Andrzej Bialecki wrote:
What I need is a way to _temporarily_ make them localized to a particular machine, just for performance reasons, and without having to copy them out of DFS ...
Your current solution is to copy them to the local FS. This is unacceptable because it is (a) slow and (b) uses too much space.
Re (a): I don't see how the solution you suggest could be any faster. If anything it could be slower, since, in addition to copying a file's blocks locally, one would also need to make room for these blocks by re-locating blocks that were local to other nodes. Ideally these would be other index file blocks, but it might not work out that well.
Re (b): Since you'll be copying indexes out to local storage, could you reduce their replication count from three to two? That would free up some space on each node (about the right amount, in fact). If the DFS copy becomes incomplete, then you'd have to manually either re-create the index or copy a local version, which is not quite as convenient as having DFS handle your disk failures, but, with a replication of two this should still be rare.

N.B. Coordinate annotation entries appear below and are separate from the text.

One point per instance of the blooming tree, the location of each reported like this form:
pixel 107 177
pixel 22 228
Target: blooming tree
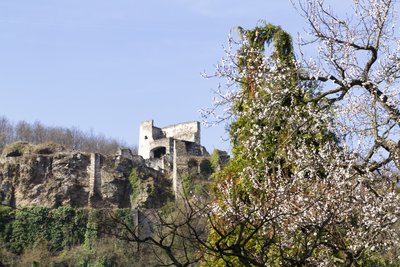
pixel 313 178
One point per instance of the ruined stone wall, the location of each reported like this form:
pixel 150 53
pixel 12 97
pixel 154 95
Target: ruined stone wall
pixel 76 179
pixel 187 131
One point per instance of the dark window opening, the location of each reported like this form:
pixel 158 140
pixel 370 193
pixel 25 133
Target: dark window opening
pixel 159 152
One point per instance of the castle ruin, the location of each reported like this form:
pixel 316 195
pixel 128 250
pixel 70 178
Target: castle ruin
pixel 175 150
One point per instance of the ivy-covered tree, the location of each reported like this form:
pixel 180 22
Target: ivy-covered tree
pixel 294 193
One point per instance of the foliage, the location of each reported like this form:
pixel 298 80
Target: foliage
pixel 60 228
pixel 215 160
pixel 295 194
pixel 6 218
pixel 70 138
pixel 135 185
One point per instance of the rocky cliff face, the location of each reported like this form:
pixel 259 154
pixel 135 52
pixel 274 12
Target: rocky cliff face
pixel 50 176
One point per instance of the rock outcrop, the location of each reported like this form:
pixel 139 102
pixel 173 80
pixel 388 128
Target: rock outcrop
pixel 51 176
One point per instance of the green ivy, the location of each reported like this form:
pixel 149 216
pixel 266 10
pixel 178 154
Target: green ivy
pixel 135 185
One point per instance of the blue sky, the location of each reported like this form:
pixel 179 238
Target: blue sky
pixel 108 65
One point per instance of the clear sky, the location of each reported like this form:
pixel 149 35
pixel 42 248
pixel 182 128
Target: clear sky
pixel 108 65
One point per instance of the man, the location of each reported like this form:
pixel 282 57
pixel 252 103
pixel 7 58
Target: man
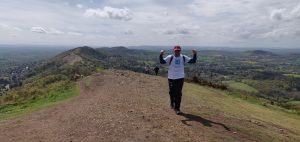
pixel 156 69
pixel 176 64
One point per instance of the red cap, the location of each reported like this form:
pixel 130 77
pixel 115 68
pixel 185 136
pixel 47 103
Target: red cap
pixel 177 47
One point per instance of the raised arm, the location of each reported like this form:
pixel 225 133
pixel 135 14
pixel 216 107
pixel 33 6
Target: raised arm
pixel 193 60
pixel 161 59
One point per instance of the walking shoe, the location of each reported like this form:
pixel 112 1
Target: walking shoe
pixel 178 112
pixel 172 106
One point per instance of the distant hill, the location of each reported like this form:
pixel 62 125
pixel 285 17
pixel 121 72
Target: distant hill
pixel 259 53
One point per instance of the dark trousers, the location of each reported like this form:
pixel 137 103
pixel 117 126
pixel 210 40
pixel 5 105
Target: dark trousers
pixel 175 87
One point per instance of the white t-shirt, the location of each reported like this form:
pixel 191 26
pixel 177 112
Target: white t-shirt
pixel 176 68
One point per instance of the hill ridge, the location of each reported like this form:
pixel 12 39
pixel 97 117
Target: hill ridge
pixel 120 105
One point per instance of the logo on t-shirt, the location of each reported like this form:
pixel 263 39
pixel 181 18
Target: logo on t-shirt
pixel 177 61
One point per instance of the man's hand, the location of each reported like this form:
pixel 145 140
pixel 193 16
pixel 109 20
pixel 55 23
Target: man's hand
pixel 194 51
pixel 162 52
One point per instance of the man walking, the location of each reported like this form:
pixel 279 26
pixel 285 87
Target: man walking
pixel 156 69
pixel 176 64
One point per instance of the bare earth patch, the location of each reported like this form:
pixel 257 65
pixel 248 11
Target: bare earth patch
pixel 119 106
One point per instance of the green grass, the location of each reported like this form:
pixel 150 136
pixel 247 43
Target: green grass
pixel 238 113
pixel 9 111
pixel 240 86
pixel 292 75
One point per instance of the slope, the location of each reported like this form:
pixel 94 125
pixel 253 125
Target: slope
pixel 127 106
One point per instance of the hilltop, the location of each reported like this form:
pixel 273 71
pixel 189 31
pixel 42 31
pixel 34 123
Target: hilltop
pixel 126 106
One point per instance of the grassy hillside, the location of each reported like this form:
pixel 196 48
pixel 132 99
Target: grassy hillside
pixel 257 121
pixel 240 86
pixel 48 99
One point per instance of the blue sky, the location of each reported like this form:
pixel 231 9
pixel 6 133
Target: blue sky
pixel 236 23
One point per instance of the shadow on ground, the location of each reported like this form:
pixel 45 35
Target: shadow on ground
pixel 203 121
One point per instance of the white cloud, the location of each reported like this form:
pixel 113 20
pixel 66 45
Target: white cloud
pixel 128 32
pixel 3 25
pixel 296 11
pixel 54 31
pixel 109 12
pixel 80 6
pixel 277 14
pixel 38 30
pixel 17 29
pixel 45 31
pixel 74 33
pixel 184 29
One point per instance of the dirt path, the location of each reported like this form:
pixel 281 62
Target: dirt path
pixel 116 106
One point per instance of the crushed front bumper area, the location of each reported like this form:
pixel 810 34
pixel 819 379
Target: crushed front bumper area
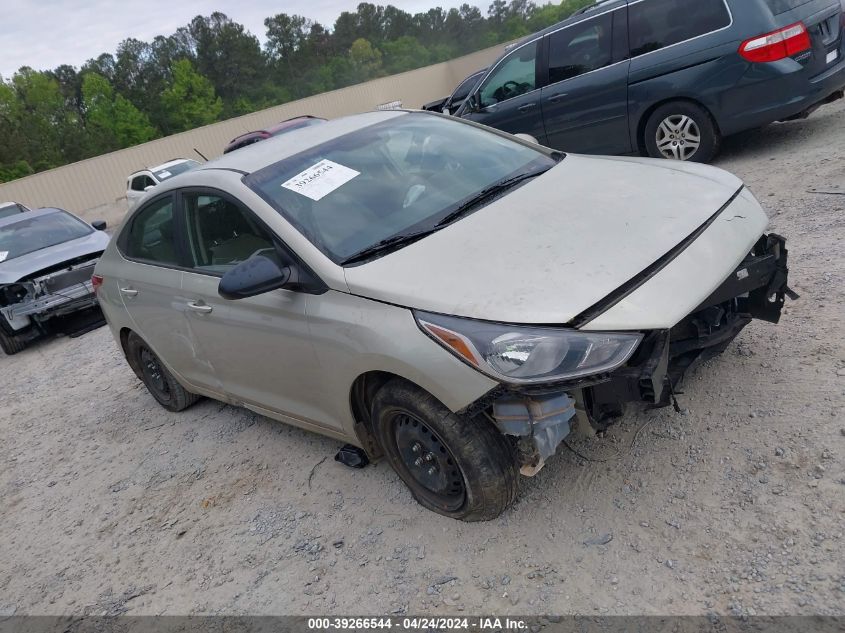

Disks are awfully big these days. I'm surprised your disks are so full that an index that is small-enough to be searched quickly by a single node takes up a significant amount of the disk. Or are you copying the entire segment locally? I would hope that DFS would be fast enough for summary and cache requests. With a cluster of 10 nodes and ten hits displayed per page, each node should only need to handle one summary request per query. Cache requests are much rarer yet.
Doug